Softened the Joint-Wald observation to "as observed at the time of
this review (specific commit not pinned)" with an explicit ask for the
follow-up audit to record the exact revision. Strengthened the
version-pin Gaps bullet to enumerate exactly which surface claims
depend on the unpinned R-package surface (NIS-only, no joint-Wald,
`pretrends()` / `slope_for_power()` / `*_NIS` helpers).
Co-Authored-By: Claude Opus 4.7 (1M context) <noreply@anthropic.com>
R11 verdict was ✅ Looks good (second consecutive) — addressing remaining polish items. - P2 CS/SA covariance-source distinction: R9/R10 Note lumped CS and SA together as "even when an event-study VCV is available". That is true for CallawaySantAnnaResults (which persists event_study_vcov at staggered_results.py:126-128) but NOT for SunAbrahamResults (which does not expose an event-study or cohort covariance surface; verified in sun_abraham.py:30-88). Split the Note into per-result-type bullets: CS diag fallback is a deliberate choice (off-diagonals available); SA diag fallback is forced (off-diagonals not persisted on the result object, so Roth-faithful off-diagonal support requires upstream surface work first). - P3 unsourced K<=5 / K>10 cutoffs: the "For K <= 5, analytical methods are fast. For K > 10, simulation is preferable" guidance in Computational Considerations was a hunch, not benchmarked or paper-derived. Relabeled as "tentative heuristic (not benchmarked in this review and not specified by the paper)" with explicit ask for the follow-up audit to benchmark or replace. - P3 R-package version pin still implicit: R10 fix softened the Joint Wald observation to "as observed at the time of this review" but the reviewer wanted a more explicit catch-all. Strengthened the Gaps bullet to enumerate every R-package surface claim that needs re-verification at a pinned revision (NIS-based surface, no joint- Wald target, named helpers, nonlinear-trend support claim) and label them collectively provisional. Co-Authored-By: Claude Opus 4.7 (1M context) <noreply@anthropic.com>
R12 verdict was ✅ Looks good (third consecutive) — addressing remaining
polish items.
- P2 "uninformative pretests are unambiguously harmful" overstates II.D:
Roth's Section II.D + Equation (4) say the net publication-screening
effect is ambiguous, with underpowered pretests being "least effective
and potentially harmful" — not unambiguously harmful in every
parameterization. Internally inconsistent with my own L266 summary
("net sign depends on which dominates"). Reworded the Publication-bias
edge-case bullet to match the paper's own framing.
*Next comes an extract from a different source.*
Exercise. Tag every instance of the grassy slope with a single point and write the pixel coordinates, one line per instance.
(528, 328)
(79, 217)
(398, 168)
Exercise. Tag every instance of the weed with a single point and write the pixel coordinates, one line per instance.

- P3 "adding more pre-periods does NOT help (and can hurt)" overstates
Section I.D: paper only says additional distant pre-periods may not
help / may be uninformative for near-treatment shocks. Softened to
"may not help / may be uninformative" without the active-harm claim.
- P3 gamma_max = "largest |gamma| at which power = 1" is impossible:
under the normal model power approaches 1 only asymptotically, so
no finite gamma_max satisfies power(gamma_max) = 1 exactly. Replaced
with a doubling-expansion + bisection bracketing strategy.
- P3 audit-notes vs registry-candidate boundary unclear: added an
explicit HTML-comment boundary marker just before "## Implementation
Notes", retitled that heading to "(audit notes — NOT registry-
candidate)", and updated the Status banner to call out the boundary
explicitly so tentative heuristics + provisional R-package claims
cannot be misread as part of the proposed REGISTRY replacement text.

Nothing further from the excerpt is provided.